Jim and I have been having an interesting discussion in relation to my previous post on play. We ended up talking about motivation, the push and pull to create...

I hadn't noticed that in the quote I used Jung talks about inner necessity - or I had forgotten, having recently been reading Kandinsky, who uses exactly this term:

'As a last conclusion it must be established that it is not more important whether the form is personal, national or has style; whether or not it is in accordance with major contemporary movements; whether or not it is related to many or few other forms; whether or not it stands completely by itself: but rather the most important thing in the question of form is whether or not the form has grown out of inner necessity' (Chipp, 1968:158).

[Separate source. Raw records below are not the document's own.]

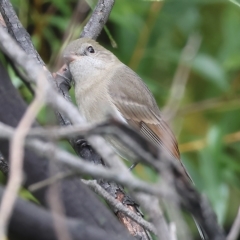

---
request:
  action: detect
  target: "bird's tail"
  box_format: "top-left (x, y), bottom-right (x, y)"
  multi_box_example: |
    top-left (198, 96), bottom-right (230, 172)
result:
top-left (193, 217), bottom-right (209, 240)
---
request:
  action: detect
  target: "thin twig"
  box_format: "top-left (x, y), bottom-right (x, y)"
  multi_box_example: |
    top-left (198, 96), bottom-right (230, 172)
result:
top-left (163, 34), bottom-right (201, 121)
top-left (82, 180), bottom-right (157, 234)
top-left (0, 72), bottom-right (44, 239)
top-left (0, 123), bottom-right (172, 199)
top-left (226, 208), bottom-right (240, 240)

The footnote to this quote reads: 'That is, one may not make a uniform out of a form. Works of art are not soldiers. With a given artist, a given form can be the best at one time and the worst at another. In the first case, it has grown out of the soil of inner necessity; in the second, in the soil of outer necessity: out of ambition and greed'.

What a strange thing, inner necessity. What does this mean? It seems different to me from what we think of in relation to motivation -  the stress on necessity for a start. This is not just something you fancy doing, or something you like. And, I would argue, it also isn't the same as compulsion, or obsession, both of which are perjorative and out of control. Nachmanovitch (1990) talks about this:

The creative processes of free play and concentrated practice can be derailed. They can go spinning off into addiction or procrastination, into obsession or obstruction, leaving us outside our own natural flow of activity, in states of confusion and self-doubt. Addiction is excessive, compulsive attachment; procrastination is excessive, compulsive avoidance.

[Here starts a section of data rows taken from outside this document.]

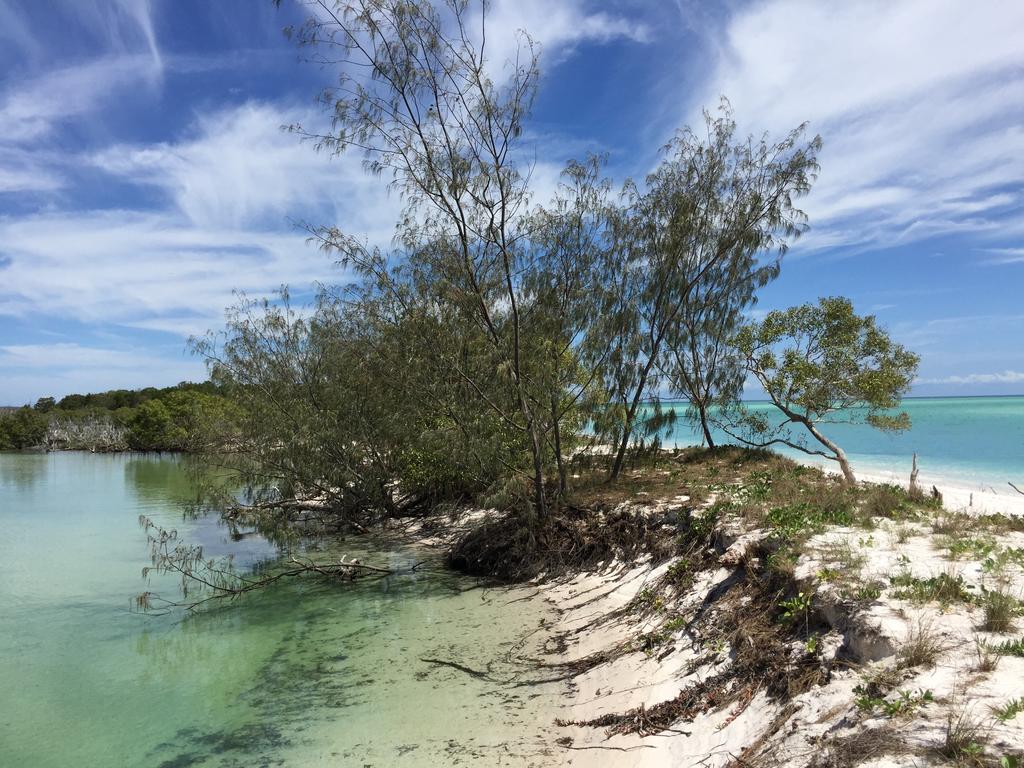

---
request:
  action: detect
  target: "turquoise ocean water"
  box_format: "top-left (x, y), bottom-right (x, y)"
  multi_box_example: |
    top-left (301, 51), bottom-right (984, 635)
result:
top-left (665, 396), bottom-right (1024, 489)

Addiction is any dependency that self-perpetuates or self-catalyzes at an ever-accelerating rate. It accounts for much of the suffering we inflict on each ourselves and each other.... An artist can be addicted to an idea, stuck in a particular self-concept, a particular view of how the work must go, or what the audience may want. Some habits may appear in both addictive and non-addictive forms. Some habits may seem addictive, such as physical exercise or practicing a musical instrument, or doing some other labour of love, yet we may consider them to be positive and beneficial. There is a fine line between the pathological and the creative, between addiction and practice. What actually is the vital difference between 'I'll just have one more drink' and 'I'll just try the Bach fugue one more time'?

Addiction consumes energy and leads to slavery. Practice generates energy and leads to freedom. In practice... we obsess in order to find out more and more. ...In addiction, we obsess in order to avoid finding out something, or in order to avoid facing something unpleasant. In practice the act becomes more and more expansive; we are unwinding a thread outward and building more and more implications and connections. In addiction, we are folding inward, into more sameness, more dullness' (126-127).

Inner necessity seems to me to be like a flame. It can warm, it can catalyse, it can feed. Out of control it can consume. On the whole, of course, we don't care about the consumption of those whose works we value and romanticise - Van Gogh, for example, or that Japanese artist who paints spots in order to maintain a reasonable mental equilibrium. And, indeed, musicians and other celebrities who entertain us whilst burning up on the side.

Inner necessity can possibly also be lacking even in those who are involved in creative making and performing. This interests me. What Kandinsky calls outer necessity. It seems to me that it shows, that often you can feel it, even if only via the haziest instinct. I'm out of my depth mentioning Damien Hirst here - I know nothing about the guy - but is it possible that he moved from outer necessity (which was generating huge sucess and wealth) to inner necessity, when he recently apparently 'withdrew into a garden shed' and came out some months later with a very different kind of painting, which the critics slated mercilessly?


  1. So glad to have discovered your voice here . .
    I have a sense of shared inquiry (though I work with less text and more visual) we are both feeling our way. This sentence spoke to me - "the most important thing in the question of form is whether or not the form has grown out of inner necessity".
    I found that heartening to read - helping me trust more the waiting for that inner necessity to reveal itself. thanks !

  2. Thanks for getting in touch, and for reading! The sentence that stood out for me reading through your blog was a little note to yourself about sometimes being overwhelmed by art, and sometimes wanting to join in. A momentary glimpse of the questions that someone else trying to do this kind of work might ask themselves, which I found very heartening, especially from someone as experienced as you are, and who creates such arresting and moving images...

    I love your work not only because it's so sensitive and well-observed, but for the way it witnesses all those small moments; forms and colours that we normally walk past every day, usually without so much as a glance.